Sigo insistiendo que la mejor solución para la ciudad de Panamá sería un tren ligero, no contaminante, silencioso y que entrelace tres puntos importantes de la ciudad, como son la Plaza 5 de Mayo, la Iglesia del Carmen y la entrada de Vista Hermosa (Vía Fernández de Córdoba) para que allí, mediante alimentadores (grandes plazas o edificios de estacionamientos) las personas que viven en las afueras dejen sus autos y se dirijan a sus lugares de trabajo, sin congestionar innecesariamente las principales vías de la ciudad. En el momento que se reemplace un “diablo rojo” ese día se perderán las oportunidades de darle una vuelta de tuerca al problema agobiante del transporte.

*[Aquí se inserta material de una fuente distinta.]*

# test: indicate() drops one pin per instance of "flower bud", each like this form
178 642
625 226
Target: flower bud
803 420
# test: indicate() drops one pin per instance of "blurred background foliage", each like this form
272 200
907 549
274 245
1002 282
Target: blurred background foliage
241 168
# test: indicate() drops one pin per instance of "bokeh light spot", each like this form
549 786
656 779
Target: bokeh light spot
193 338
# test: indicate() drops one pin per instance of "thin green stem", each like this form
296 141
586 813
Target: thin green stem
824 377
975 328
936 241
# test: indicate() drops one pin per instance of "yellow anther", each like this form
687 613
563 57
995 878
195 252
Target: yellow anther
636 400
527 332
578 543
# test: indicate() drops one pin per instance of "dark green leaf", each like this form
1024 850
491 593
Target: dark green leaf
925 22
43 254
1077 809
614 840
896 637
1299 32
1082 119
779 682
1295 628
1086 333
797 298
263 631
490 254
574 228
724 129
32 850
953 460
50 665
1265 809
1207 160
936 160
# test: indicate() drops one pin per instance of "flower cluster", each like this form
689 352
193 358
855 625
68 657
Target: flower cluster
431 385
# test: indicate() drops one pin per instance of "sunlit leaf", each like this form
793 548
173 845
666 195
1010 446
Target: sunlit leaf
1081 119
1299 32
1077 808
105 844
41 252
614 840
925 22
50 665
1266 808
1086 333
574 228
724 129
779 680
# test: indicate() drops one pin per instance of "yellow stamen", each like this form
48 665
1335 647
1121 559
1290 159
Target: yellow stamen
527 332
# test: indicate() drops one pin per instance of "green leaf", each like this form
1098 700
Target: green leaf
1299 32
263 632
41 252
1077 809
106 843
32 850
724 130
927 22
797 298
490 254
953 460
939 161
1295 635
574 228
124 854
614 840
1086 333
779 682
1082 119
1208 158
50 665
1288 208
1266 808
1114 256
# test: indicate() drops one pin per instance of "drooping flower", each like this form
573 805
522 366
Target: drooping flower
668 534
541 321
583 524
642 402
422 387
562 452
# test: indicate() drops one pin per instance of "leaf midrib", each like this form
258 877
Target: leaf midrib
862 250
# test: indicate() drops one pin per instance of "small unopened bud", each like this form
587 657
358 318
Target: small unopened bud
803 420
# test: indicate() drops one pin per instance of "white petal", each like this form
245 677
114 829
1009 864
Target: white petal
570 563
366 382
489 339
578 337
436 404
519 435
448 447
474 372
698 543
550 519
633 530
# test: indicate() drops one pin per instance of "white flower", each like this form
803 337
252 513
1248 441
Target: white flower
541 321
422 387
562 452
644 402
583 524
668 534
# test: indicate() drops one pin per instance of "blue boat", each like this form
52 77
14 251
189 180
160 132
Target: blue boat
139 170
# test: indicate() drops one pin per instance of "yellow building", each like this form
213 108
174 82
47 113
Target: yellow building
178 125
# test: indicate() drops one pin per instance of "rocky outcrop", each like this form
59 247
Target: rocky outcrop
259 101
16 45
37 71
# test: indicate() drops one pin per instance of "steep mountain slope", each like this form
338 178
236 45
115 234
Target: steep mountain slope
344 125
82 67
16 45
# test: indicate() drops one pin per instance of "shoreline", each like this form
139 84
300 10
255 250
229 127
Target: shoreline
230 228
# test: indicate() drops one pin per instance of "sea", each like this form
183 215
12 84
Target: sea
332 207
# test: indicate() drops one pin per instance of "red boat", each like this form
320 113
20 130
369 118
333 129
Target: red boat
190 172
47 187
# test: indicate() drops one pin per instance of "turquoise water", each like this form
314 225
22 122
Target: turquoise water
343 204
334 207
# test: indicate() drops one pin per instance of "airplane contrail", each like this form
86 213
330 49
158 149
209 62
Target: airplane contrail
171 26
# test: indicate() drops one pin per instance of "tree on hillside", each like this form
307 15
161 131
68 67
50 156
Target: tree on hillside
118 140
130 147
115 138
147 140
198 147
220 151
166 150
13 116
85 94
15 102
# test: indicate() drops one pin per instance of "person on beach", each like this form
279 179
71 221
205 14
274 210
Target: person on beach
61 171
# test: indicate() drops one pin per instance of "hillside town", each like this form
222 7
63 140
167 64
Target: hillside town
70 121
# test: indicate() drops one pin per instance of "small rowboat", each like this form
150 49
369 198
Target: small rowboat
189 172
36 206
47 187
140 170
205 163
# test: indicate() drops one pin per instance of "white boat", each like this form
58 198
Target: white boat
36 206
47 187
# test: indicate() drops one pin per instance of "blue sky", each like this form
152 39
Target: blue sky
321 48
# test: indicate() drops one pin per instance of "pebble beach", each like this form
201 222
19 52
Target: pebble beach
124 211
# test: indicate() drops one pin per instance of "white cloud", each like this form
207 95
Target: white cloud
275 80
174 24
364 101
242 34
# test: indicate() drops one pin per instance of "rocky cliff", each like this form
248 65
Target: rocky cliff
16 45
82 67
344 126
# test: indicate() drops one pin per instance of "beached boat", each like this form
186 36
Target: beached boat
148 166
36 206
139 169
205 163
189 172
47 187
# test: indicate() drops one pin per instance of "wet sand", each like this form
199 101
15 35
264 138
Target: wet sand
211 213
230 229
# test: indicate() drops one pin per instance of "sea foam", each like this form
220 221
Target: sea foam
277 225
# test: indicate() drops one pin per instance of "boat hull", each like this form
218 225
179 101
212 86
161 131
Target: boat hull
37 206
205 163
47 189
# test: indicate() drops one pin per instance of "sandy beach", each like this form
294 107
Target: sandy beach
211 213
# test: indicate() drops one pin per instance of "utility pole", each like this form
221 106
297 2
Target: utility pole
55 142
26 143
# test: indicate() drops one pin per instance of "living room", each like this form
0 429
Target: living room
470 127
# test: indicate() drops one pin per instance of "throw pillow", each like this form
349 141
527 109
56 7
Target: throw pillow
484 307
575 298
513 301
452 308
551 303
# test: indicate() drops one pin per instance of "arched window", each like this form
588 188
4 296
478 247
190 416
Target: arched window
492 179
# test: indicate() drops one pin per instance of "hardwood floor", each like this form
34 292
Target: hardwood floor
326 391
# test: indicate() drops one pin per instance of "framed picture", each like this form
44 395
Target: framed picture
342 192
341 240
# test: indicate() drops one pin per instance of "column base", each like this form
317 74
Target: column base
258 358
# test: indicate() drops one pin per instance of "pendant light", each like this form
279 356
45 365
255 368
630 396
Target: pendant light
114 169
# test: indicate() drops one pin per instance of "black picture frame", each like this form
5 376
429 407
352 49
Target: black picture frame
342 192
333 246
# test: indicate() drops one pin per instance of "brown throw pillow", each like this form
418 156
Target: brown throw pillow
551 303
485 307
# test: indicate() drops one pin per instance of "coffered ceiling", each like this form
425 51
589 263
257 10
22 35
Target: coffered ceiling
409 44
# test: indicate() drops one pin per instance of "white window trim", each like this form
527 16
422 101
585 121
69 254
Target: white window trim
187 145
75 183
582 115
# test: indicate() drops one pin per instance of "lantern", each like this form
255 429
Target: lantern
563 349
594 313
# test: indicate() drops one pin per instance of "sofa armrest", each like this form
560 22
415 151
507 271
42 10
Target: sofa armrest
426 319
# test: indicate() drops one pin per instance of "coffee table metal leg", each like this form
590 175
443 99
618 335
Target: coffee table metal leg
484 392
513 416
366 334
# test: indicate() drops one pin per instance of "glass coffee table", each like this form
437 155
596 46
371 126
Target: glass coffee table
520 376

El caos de la ciudad se refleja tanto en nuestra imagen turística que ya las sonrisas no son tan gratuitas. Los extranjeros se quejan de la pesadilla que son las vías y la condición de las mismas, como en la calidad de vida que ofrecemos. He conversado con muchas personas que tienen años de estar visitando Panamá, que han visto el marcado deterioro de la circulación vial y no se explican cómo se invierten en nuevas vías sin reparar las existentes. No seguiré repitiendo lo de la campaña Adopta tu Hueco, porque ya se institucionalizó y en la calle, propios y extraños me ofrecen no adoptar uno, sino hasta tres, con tal de aliviar el trauma de perder el silenciador, el eje, los neumáticos o hasta la salud en una caída desafortunada.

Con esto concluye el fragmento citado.